Monitor retrieval quality independently from generation quality. Track average similarity scores of top-k results over time as a leading indicator. Measure the 'relevance gap': the difference between top-1 and top-k similarity scores. A shrinking gap indicates the knowledge base is becoming noisy. Periodically re-embed the entire corpus when adding significant new content or updating embedding models. Never mix embeddings from different model versions in the same index.

Journey Context:
When a RAG system launches with 1,000 documents, the top-k results are highly relevant. As the knowledge base grows to 100,000 documents, the same query returns results that are less relevant but still 'similar enough' to pass retrieval thresholds. The agent still generates answers—they're just based on less relevant context. Standard metrics \(retrieval latency, result count\) look healthy.
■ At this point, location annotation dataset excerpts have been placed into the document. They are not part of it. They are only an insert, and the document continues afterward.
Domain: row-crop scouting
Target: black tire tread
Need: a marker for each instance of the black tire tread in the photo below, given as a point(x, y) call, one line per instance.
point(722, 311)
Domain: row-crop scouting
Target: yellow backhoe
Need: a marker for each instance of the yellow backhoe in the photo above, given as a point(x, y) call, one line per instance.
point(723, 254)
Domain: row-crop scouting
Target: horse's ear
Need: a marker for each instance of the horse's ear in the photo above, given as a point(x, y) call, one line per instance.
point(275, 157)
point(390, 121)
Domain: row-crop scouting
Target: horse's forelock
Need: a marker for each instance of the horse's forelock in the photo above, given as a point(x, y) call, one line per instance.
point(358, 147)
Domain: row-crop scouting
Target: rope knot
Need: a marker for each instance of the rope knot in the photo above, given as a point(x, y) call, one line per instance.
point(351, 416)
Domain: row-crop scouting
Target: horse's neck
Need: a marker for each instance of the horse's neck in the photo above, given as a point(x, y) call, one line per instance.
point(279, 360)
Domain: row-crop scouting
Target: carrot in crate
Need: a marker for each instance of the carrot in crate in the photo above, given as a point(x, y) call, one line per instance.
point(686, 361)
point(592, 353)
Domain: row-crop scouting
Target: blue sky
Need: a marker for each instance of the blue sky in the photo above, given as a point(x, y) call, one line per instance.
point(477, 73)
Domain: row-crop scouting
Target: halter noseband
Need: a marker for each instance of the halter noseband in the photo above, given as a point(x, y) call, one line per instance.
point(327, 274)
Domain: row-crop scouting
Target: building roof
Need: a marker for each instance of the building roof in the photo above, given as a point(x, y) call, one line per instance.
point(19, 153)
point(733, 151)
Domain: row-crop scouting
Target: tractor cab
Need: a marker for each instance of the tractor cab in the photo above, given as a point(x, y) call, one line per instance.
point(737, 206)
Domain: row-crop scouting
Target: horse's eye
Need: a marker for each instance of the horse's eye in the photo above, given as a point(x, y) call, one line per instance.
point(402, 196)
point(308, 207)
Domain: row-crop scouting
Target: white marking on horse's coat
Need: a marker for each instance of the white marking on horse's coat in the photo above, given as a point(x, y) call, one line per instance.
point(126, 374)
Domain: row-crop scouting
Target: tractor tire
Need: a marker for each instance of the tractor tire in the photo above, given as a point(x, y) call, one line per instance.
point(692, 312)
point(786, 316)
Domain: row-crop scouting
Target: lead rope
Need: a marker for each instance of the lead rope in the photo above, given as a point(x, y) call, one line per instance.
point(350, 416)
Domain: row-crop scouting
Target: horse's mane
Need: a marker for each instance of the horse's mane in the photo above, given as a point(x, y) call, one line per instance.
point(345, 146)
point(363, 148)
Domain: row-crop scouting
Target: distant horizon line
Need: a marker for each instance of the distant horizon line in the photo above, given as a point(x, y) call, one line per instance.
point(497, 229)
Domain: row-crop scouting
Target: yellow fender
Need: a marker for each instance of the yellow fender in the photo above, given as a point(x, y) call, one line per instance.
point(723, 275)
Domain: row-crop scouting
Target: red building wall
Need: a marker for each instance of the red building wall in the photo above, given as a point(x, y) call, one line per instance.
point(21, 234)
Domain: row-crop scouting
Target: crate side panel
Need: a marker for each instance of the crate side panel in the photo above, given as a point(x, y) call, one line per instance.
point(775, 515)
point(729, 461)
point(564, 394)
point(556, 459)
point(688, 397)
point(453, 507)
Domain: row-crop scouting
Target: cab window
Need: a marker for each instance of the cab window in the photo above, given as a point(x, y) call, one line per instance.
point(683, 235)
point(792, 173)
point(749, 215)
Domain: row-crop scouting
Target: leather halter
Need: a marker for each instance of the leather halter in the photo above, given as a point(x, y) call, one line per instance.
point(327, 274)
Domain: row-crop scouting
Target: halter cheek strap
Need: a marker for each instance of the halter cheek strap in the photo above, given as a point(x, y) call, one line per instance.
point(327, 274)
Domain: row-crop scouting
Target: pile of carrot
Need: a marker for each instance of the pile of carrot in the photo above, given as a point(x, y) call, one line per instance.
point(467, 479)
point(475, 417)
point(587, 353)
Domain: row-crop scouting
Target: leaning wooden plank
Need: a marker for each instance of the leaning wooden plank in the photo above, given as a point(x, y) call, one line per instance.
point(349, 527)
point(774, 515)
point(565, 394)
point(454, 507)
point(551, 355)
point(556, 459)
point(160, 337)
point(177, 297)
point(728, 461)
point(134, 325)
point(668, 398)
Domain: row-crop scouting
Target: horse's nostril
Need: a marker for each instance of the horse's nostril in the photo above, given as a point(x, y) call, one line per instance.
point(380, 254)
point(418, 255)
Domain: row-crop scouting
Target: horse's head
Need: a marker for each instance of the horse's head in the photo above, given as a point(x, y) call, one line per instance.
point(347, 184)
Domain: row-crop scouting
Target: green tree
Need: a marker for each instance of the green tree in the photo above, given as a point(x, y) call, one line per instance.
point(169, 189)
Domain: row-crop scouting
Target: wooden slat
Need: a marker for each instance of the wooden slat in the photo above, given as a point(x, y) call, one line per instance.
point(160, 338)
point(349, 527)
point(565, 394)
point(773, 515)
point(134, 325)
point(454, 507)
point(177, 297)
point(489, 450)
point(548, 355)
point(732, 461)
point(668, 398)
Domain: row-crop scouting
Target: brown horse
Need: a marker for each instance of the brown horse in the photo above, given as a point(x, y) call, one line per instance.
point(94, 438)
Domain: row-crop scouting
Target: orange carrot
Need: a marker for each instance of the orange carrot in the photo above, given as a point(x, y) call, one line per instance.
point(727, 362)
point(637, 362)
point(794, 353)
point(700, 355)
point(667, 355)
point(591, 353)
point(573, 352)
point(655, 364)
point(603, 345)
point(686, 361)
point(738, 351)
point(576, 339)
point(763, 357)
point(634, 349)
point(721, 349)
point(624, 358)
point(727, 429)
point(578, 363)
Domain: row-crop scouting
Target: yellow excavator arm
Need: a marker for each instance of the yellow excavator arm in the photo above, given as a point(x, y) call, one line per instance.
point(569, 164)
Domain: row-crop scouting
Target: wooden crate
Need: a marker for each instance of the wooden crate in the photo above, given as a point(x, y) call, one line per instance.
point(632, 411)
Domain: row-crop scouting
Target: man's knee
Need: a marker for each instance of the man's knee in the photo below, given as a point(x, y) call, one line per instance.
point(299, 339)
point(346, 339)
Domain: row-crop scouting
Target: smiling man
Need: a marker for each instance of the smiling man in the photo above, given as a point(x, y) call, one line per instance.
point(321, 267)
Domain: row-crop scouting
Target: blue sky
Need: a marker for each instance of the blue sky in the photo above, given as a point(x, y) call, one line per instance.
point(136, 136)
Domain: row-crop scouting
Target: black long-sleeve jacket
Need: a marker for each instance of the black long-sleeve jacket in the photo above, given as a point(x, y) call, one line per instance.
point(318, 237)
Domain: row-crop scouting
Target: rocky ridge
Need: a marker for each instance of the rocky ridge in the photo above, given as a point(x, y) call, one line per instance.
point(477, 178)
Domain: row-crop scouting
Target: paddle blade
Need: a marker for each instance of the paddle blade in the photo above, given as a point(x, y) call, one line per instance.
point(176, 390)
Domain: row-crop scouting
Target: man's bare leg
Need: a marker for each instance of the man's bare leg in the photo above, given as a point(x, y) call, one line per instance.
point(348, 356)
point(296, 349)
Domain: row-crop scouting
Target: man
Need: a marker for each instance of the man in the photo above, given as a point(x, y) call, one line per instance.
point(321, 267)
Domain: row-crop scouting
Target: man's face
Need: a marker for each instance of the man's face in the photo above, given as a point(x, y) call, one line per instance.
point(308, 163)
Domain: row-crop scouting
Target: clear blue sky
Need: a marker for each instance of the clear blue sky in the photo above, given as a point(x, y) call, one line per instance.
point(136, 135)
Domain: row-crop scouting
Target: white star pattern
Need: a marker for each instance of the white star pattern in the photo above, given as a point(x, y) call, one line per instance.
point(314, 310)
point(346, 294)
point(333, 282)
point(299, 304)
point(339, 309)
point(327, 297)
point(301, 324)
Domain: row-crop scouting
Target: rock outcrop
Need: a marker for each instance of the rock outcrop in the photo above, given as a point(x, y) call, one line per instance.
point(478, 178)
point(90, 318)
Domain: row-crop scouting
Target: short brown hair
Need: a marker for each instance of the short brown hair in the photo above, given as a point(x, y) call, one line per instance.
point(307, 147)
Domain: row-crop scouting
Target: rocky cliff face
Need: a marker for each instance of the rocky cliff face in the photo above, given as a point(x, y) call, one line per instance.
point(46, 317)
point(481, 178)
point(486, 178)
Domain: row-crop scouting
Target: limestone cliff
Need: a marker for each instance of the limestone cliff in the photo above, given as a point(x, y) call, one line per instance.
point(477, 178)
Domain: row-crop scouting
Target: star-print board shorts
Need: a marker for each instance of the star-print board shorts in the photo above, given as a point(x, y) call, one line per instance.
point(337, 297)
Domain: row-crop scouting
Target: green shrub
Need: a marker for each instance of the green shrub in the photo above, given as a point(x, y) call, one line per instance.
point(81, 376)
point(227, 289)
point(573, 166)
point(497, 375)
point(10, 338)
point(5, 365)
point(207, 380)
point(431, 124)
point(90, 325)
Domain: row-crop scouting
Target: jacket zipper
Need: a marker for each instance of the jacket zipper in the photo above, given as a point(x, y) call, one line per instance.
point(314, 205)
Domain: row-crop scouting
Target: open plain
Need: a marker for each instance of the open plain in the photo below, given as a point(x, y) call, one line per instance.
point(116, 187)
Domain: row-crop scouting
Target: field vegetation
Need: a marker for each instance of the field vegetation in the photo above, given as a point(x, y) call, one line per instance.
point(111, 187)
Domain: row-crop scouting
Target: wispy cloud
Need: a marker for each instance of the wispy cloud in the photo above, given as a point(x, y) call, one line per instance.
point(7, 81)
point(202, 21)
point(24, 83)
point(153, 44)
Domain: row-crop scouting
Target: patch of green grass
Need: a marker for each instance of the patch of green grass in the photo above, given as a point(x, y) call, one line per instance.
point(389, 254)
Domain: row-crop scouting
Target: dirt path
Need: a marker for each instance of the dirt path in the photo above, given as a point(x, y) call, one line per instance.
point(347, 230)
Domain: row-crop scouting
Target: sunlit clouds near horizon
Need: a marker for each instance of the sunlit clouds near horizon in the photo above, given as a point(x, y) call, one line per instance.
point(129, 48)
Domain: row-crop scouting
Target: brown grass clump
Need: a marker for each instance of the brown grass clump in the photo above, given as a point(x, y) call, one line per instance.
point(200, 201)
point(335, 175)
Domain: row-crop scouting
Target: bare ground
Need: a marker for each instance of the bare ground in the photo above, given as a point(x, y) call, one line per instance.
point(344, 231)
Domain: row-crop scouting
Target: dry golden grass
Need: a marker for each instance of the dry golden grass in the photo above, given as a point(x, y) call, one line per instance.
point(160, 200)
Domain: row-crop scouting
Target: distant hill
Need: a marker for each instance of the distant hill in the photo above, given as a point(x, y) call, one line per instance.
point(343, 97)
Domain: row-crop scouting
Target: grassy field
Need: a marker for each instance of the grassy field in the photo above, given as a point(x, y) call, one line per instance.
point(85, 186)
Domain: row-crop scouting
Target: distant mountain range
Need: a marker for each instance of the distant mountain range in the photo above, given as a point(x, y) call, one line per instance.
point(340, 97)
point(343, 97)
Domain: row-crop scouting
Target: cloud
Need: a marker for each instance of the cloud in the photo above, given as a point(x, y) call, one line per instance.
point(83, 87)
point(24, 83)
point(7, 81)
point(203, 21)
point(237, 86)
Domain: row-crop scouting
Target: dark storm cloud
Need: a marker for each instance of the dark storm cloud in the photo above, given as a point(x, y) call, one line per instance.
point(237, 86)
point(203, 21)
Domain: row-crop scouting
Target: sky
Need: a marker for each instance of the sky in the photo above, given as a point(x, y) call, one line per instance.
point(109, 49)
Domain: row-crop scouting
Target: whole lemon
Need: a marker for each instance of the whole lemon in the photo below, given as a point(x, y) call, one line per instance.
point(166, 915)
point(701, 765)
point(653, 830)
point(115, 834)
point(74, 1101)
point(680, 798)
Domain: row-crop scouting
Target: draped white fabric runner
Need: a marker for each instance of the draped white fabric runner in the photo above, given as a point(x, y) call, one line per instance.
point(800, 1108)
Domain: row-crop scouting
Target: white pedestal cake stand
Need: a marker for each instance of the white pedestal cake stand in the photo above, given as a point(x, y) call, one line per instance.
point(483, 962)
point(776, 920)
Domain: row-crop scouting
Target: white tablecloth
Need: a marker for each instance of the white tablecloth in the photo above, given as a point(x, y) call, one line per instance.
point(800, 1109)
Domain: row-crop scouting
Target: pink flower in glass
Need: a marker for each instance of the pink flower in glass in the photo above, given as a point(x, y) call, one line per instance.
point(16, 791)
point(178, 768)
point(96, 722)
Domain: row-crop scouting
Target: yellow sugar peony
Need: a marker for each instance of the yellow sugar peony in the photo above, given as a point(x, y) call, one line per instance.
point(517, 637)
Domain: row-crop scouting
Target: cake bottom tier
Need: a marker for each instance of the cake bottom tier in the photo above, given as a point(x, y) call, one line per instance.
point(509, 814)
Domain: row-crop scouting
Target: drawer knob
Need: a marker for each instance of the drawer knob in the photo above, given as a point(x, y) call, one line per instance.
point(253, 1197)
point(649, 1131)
The degradation is invisible unless you monitor the actual similarity scores and their distribution. Teams often add documents without re-embedding existing ones, causing embedding space misalignment where new and old vectors occupy subtly different regions. The fix requires treating the embedding model and vector store as a coupled system that needs joint maintenance, not independent components. The tradeoff is re-embedding cost \(which can be significant for large corpora\) versus retrieval quality, but the cost of wrong answers based on poor retrieval always exceeds the compute cost of re-embedding.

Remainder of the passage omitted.